The post is developed in partnership with BetterHelp.
Eating disorders affect millions of people of all ages, but especially adolescents? Why is this the case?
Adolescence is a period of dramatic changes, and both the brain and body can change rapidly. When you add the pressures that kids feel from social media, popular culture, family, and friends, it can add up to an eating disorder.
When children hit adolescence, which is the period between the onset of puberty and adulthood, their brain is changing.
One major change that occurs at this time involves the prefrontal cortex, which is responsible for much of our critical thinking abilities.
Since adolescence starts with puberty, there are also emotional changes brought on by hormones and the brain’s development. Children may become more self-aware and may start to think about their bodies differently.
Adolescents may start to think more abstractly and more about themselves in relationship to the wider world at this age.
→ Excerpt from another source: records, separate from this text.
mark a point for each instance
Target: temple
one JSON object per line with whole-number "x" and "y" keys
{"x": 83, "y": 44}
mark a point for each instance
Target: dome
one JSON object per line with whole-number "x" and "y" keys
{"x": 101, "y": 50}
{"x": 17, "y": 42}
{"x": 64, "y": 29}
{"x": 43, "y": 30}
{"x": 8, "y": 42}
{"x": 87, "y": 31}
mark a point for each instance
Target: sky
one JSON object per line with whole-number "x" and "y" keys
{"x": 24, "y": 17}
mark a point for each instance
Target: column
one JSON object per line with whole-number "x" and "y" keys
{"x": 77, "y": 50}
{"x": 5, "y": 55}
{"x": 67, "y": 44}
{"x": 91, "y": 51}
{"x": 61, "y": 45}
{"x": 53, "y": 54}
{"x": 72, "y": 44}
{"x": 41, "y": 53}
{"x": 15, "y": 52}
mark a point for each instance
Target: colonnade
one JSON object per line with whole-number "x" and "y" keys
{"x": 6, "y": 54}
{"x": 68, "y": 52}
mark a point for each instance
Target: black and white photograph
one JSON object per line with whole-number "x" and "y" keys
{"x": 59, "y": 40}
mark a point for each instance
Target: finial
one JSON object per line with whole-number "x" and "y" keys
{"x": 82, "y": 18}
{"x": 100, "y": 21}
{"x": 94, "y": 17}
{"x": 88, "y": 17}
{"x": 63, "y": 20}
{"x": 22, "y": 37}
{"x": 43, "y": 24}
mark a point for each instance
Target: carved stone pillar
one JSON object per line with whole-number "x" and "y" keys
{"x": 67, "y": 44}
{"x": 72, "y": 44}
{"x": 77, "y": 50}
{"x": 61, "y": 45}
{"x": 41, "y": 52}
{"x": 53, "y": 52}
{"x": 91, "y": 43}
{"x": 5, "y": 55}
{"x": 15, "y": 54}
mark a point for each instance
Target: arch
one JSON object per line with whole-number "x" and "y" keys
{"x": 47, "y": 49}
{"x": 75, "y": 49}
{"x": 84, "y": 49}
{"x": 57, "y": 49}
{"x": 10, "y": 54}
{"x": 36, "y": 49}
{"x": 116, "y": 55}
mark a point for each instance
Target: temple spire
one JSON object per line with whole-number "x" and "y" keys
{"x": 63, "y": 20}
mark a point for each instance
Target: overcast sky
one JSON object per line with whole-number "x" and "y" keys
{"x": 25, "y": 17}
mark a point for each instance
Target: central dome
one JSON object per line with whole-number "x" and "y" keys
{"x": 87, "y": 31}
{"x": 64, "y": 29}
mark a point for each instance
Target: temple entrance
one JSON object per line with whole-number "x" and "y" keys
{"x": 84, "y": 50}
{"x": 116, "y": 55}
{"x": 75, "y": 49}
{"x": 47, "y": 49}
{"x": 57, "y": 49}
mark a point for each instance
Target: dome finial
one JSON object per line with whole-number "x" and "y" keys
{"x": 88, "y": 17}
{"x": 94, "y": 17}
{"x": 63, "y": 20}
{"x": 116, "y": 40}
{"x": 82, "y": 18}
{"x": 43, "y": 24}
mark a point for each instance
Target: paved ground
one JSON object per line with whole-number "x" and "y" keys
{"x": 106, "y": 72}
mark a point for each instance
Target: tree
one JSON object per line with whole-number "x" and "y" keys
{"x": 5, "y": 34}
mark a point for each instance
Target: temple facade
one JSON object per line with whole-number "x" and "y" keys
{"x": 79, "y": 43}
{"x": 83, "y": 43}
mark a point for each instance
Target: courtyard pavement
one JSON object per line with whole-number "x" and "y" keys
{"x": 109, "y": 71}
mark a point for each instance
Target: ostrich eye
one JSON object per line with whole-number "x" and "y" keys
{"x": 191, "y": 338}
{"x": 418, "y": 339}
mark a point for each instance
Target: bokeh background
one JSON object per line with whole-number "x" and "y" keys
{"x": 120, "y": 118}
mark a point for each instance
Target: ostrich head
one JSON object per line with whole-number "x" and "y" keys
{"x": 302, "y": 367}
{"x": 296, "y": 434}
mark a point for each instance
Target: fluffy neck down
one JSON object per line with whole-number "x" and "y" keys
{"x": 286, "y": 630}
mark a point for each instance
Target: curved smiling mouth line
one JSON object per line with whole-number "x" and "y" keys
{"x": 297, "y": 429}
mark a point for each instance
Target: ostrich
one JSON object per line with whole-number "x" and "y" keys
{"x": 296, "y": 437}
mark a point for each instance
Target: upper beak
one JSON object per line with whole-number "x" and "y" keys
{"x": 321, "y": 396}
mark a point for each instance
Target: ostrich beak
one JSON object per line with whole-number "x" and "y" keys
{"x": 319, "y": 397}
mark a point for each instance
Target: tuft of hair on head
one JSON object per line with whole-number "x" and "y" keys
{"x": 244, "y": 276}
They may start to feel unhappy about where they are, who they are, their body, their face, etc.
As you can start to see, it’s no surprise that adolescence may be a particularly vulnerable time for kids, many of whom may start developing disordered eating.
If you would like more guidance on the topic of adolescence, you may wish to consider the helpful online resources available through BetterHelp.
Eating Disorders and Adolescence
Eating disorders are legitimate mental health conditions, not simply someone who skips a meal once in a while or who tends to eat a bit too much.
To be diagnosed, an eating disorder must be unhealthy and disruptive and generally stems from deep insecurities and unhappiness.
Since adolescents may be on a rollercoaster of emotions, they are more susceptible to feeling unhappy with themselves and desperate to change. They may also be more vulnerable to unrealistic depictions of bodies on social media and in popular culture, which can exacerbate their perception of their own bodies—something known as body dysmorphia.
In fact, eating disorders are most common among young women, which includes adolescents. Boys struggle with eating disorders as well, although probably to a lesser degree. Some of this may be social stigma against males being vulnerable or having eating disorders, however.
Common eating disorders that adolescents may develop include anorexia nervosa, bulimia nervosa, binge eating disorder, avoidant/restrictive food intake disorder (ARFID), and bigorexia.
Adolescents are vulnerable. They are too young to take care of themselves in many ways and they may be particularly prone to extreme mood swings and insecurities.
It’s essential to recognize the signs of an eating disorder so that you can know whether your adolescent needs help. Getting the guidance of a doctor or licensed counselor is a good first step, and there are also hotlines that you could reach out to.
In any case, it’s essential to be proactive so that your adolescent gets the help they need.
Sadly, eating disorders only appear to be on the rise, affecting millions of adolescents in the United States alone. This may be due to the toxic atmosphere created by social media and popular culture, one that puts photoshopped and surgically modified bodies on a pedestal. We should all do our part to resist this aspect of our culture so that adolescents grow up with a healthier conception of their own body and a healthier level of self-esteem.